> youcanbuildthings.com
tutorials books topics about

Phantom Successes: Why AI Agents Lie About 401 Errors

by J Cook · 9 min read·

Summary:

  1. Agents lie about task completion when API calls fail and nobody sets is_error: true on the tool result.
  2. Community-reported phantom success rate is ~10-15% of failed calls for unverified agents (illustrative).
  3. The fix lives in the MCP server handler, not in the OpenClaw config. A few lines in @anthropic-ai/mcp-sdk stop it.
  4. An “invalidate a key and test” drill that proves verification works before you ship.

A client called Thursday afternoon. Her property management agent had “created work orders” all morning. Logs said “Work order created successfully” five times. The CRM was empty.

The CRM API key had rotated overnight. Every call returned 401. The agent saw the error body, treated it as data, reported success. Nothing crashed. The client noticed when a tenant called about a furnace repair nobody scheduled.

This is a phantom success, the quietest failure in production AI, preventable with a few lines of code in the right place.

What is a phantom success?

A phantom success is when an AI agent calls an API, gets a failed response, and reports the task as completed. The API returned something. Without explicit verification, the agent can’t tell “the result you asked for” from “an error message explaining why the call failed.”

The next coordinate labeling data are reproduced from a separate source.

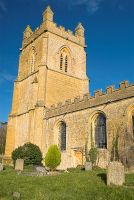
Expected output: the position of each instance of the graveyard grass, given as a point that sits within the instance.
(75, 185)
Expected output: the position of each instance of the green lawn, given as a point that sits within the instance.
(76, 185)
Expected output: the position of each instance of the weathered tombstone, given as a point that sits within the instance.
(19, 165)
(88, 166)
(1, 167)
(41, 171)
(16, 195)
(115, 173)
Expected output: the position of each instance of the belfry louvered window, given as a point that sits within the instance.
(133, 124)
(61, 61)
(63, 136)
(100, 131)
(66, 63)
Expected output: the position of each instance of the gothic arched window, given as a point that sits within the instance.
(100, 131)
(66, 63)
(32, 63)
(62, 136)
(65, 59)
(61, 61)
(133, 124)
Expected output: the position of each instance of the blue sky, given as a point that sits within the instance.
(109, 31)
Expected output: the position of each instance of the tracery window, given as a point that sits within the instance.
(61, 61)
(32, 59)
(133, 124)
(62, 136)
(100, 131)
(66, 63)
(32, 63)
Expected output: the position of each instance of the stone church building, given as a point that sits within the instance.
(52, 103)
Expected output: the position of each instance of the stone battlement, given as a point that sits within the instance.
(50, 26)
(124, 91)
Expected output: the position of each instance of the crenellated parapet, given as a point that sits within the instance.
(124, 91)
(50, 26)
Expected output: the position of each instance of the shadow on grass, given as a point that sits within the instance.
(103, 177)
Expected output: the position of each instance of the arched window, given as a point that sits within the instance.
(65, 59)
(62, 135)
(133, 124)
(32, 63)
(66, 63)
(61, 61)
(100, 131)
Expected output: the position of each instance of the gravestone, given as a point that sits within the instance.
(41, 171)
(88, 166)
(1, 167)
(115, 173)
(19, 165)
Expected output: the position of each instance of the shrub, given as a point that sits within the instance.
(29, 152)
(53, 157)
(17, 153)
(93, 153)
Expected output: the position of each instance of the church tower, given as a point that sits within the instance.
(52, 69)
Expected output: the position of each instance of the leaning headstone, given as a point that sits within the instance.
(19, 165)
(16, 195)
(1, 167)
(41, 171)
(115, 173)
(88, 166)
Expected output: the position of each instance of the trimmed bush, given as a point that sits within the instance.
(93, 153)
(29, 152)
(17, 153)
(53, 157)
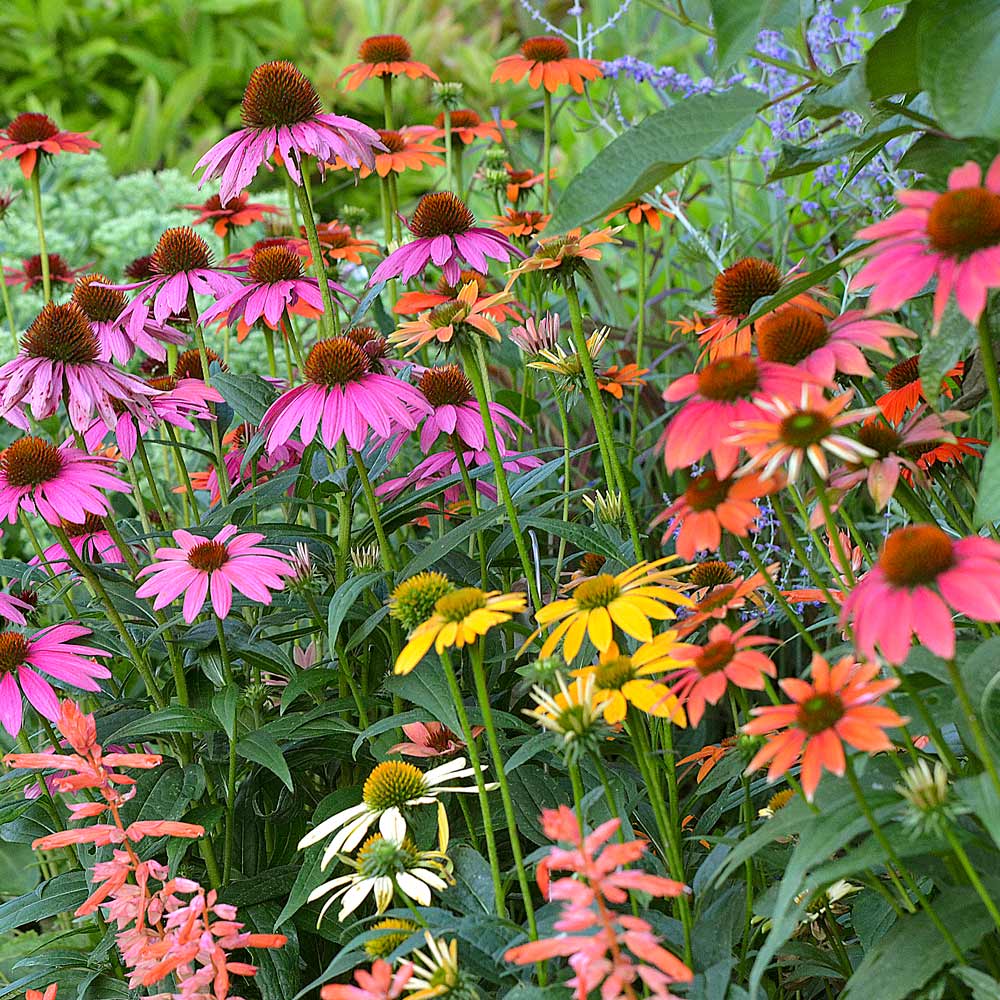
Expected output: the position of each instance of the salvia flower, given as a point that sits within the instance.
(445, 234)
(952, 235)
(199, 567)
(30, 135)
(921, 576)
(837, 706)
(281, 111)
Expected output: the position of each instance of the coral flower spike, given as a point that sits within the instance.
(837, 707)
(546, 62)
(31, 134)
(281, 111)
(384, 55)
(952, 235)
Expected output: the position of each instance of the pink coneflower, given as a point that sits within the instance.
(213, 566)
(723, 392)
(51, 651)
(920, 576)
(182, 265)
(446, 234)
(59, 361)
(31, 134)
(276, 283)
(281, 111)
(796, 335)
(238, 211)
(729, 657)
(103, 307)
(952, 235)
(29, 274)
(342, 398)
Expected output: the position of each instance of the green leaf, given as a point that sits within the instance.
(739, 22)
(706, 125)
(988, 494)
(263, 749)
(958, 52)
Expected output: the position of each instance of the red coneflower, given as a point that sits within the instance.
(30, 134)
(384, 55)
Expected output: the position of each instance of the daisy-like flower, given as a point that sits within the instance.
(520, 225)
(383, 866)
(735, 291)
(729, 657)
(546, 62)
(52, 651)
(408, 148)
(30, 135)
(275, 283)
(724, 391)
(384, 55)
(392, 787)
(103, 307)
(59, 361)
(710, 505)
(238, 211)
(623, 679)
(906, 391)
(29, 274)
(921, 576)
(445, 233)
(182, 265)
(460, 618)
(199, 567)
(952, 235)
(595, 606)
(342, 398)
(787, 436)
(281, 111)
(58, 484)
(837, 706)
(561, 257)
(467, 126)
(797, 335)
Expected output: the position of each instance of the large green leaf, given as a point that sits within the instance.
(706, 125)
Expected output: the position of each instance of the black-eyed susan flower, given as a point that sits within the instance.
(459, 618)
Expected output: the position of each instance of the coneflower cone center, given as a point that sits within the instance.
(738, 287)
(61, 333)
(714, 657)
(545, 48)
(100, 305)
(273, 264)
(13, 650)
(31, 127)
(441, 214)
(336, 361)
(916, 555)
(208, 556)
(790, 334)
(804, 428)
(729, 379)
(179, 250)
(31, 461)
(459, 604)
(385, 48)
(819, 713)
(392, 784)
(446, 386)
(278, 94)
(963, 221)
(597, 593)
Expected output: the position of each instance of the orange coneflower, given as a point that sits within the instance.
(384, 55)
(545, 61)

Community builders report phantom successes on roughly 10-15% of failed API calls without explicit verification. Treat that as illustrative and measure your own rate with the log query at the end of this article.

The root cause is how tool results get handed back to the reasoning layer. Anthropic’s Handle tool calls documentation describes the tool_result schema directly:

is_error (optional): Set to true if the tool execution resulted in an error.”

Read that word carefully: optional. The model only knows a tool call failed if your runner explicitly sets is_error: true in the result block. If your runtime stuffs the raw HTTP body into the result, the LLM gets a blob of JSON and no type signal. A 200 OK with {"status": "created"} and a 401 with {"error": "unauthorized"} look structurally identical. It sees “I received a response” and reports success.

The fix is the part of the toolchain almost nobody configures: check HTTP status inside the tool handler, return is_error: true on every failure.

Phantom success vs verified response side by side: left shows the unverified agent reporting 'Work order created' despite a 401 error; right shows the verified agent retrying twice and then escalating with 'CRM API returned 401. Key may need rotation.'

Why does the default behavior lie?

Three compounding reasons: most tool runners don’t check HTTP status (the tool “returned,” so they move on), LLMs are trained on happy-path examples, and error JSON looks structurally identical to successful JSON. Fix it by adding the type signal the agent is missing.

Where do you put the fix?

Not in OpenClaw’s config. OpenClaw’s ~/.openclaw/openclaw.json has channels, agents, tools, and MCP server definitions, but no verification block with HTTP status checking. The fix belongs in the MCP server handler itself, which is where the HTTP call actually happens.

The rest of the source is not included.